Report Materials
CMS established the Comprehensive Error Rate Testing (CERT) program to produce a national Medicare fee-for-service (FFS) error rate. An error is the difference between the amount that Medicare paid to a health care provider and the amount that it should have paid. Using the results of the CERT program, CMS annually submits to Congress an estimate of the amount of improper payments for Medicare FFS claims, pursuant to the Improper Payments Information Act of 2002. Providers have the right to appeal claim payment denials made by the CERT review contractor. Appeal decisions made after the cutoff period for determining the error rate are not reflected in improper payments report estimates.
Our review found that CERT claim payment denials that were overturned after the cutoff date for determining the Medicare FFS error rates would have reduced the error rate that CMS reported from 7.8 percent to 7.2 percent for fiscal year (FY) 2009 and from 10.5 percent to 9.9 percent for FY 2010. Approximately 5.5 percent of the CERT claim payment denials for FY 2009 and 7.6 percent for FY 2010 were overturned during one of the first three levels of the appeals process. If CMS had included these overturned CERT claim payment denials in its error rate calculations, it would have decreased the estimated value of reported errors for FYs 2009 and 2010 by approximately $2 billion each year. CMS could improve the accuracy of the reported estimate of improper payment error rates by including an adjustment for overturned CERT claim payment denials.

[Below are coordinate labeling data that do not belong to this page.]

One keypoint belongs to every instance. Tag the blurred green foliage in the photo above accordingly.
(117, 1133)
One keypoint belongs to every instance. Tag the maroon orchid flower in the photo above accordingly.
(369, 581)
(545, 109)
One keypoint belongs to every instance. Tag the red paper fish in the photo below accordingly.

We recommended that CMS develop a reliable methodology for adjusting the Medicare FFS error rate, incorporating the outcome of appeal decisions for CERT claim payment denials, to make CMS's estimate of the value of reported errors more accurate. CMS concurred with our findings and outlined steps for implementing our recommendation.
Notice
This report may be subject to section 5274 of the National Defense Authorization Act Fiscal Year 2023, 117 Pub. L. 263.